FinCEN Director Jennifer Shasky Calvery said Sparks Nugget had “a systemic breakdown in its compliance program.” Shasky Calvery said the casino “saw no need” to rethink its AML defenses, “despite the fact that it hosted convicted embezzlers” and had been “repeatedly alerted to suspicious transactions” by its own compliance officer.

The shortcomings were deemed all the more unforgivable given that the casino had gone to great lengths to obtain info on its customers to help drive casino profits, provide more personalized customer service and to minimize business risk.

The probe, which was disclosed in February, prompted Michonne Ascuaga to resign from the Nevada Gaming Control Board. Ascuaga, who was appointed to the board just last April, was CEO of the casino until its sale in 2013 to Wolfhound Holdings, which leased the casino’s management to Global Gaming & Hospitality.
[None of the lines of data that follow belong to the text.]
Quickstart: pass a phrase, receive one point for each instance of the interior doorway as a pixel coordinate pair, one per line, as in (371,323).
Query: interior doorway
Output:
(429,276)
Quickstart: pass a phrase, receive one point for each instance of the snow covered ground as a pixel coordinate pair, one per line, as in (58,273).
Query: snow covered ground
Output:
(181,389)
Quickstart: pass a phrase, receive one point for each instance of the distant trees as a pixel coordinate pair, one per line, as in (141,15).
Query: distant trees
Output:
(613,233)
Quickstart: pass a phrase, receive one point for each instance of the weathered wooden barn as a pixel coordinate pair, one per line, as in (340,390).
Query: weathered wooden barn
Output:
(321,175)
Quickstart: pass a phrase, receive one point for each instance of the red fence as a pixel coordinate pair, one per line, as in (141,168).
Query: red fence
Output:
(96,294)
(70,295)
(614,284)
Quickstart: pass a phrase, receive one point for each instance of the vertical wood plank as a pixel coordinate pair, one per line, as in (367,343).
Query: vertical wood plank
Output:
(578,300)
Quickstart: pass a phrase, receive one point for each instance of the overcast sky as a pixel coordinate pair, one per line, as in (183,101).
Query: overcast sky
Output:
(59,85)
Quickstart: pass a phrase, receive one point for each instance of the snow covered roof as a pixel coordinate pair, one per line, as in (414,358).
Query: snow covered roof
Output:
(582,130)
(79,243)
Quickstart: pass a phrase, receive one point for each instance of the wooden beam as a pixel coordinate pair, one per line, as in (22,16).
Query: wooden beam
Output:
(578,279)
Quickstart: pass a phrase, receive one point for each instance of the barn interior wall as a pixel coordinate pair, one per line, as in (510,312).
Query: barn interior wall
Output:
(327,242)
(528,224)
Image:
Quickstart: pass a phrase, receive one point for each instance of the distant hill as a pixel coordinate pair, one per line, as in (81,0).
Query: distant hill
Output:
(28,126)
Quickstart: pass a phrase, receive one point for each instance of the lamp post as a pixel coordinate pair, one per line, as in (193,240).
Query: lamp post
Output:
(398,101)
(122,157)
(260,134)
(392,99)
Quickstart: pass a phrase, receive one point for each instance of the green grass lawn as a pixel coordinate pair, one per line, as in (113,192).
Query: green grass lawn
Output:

FinCEN has turned a sharper eye on the casino industry in the past few years, laying out multimillion dollar fines on gaming venues from Las Vegas to Atlantic City all the way to the Northern Marianas and back to California.

In an ironic bit of timing, the Gaming Control Board announced on Wednesday that it had granted initial approval of the sale of the Sparks Nugget to Marnell Gaming LLC. The acquisition, which was announced in February, is expected to close in May. The Nevada Gaming Commission will meet to discuss the matter on April 21.

Marnell Gaming CEO Anthony Marnell III referenced the FinCEN action in his discussion with Board members on Wednesday. Marnell said such AML slipups “will never happen” on his watch.

Marnell, which owns the Colorado Belle and Edgewater properties in Laughlin, Nevada, has said it plans to invest $25m over the next two years to gussy up the Sparks Nugget property.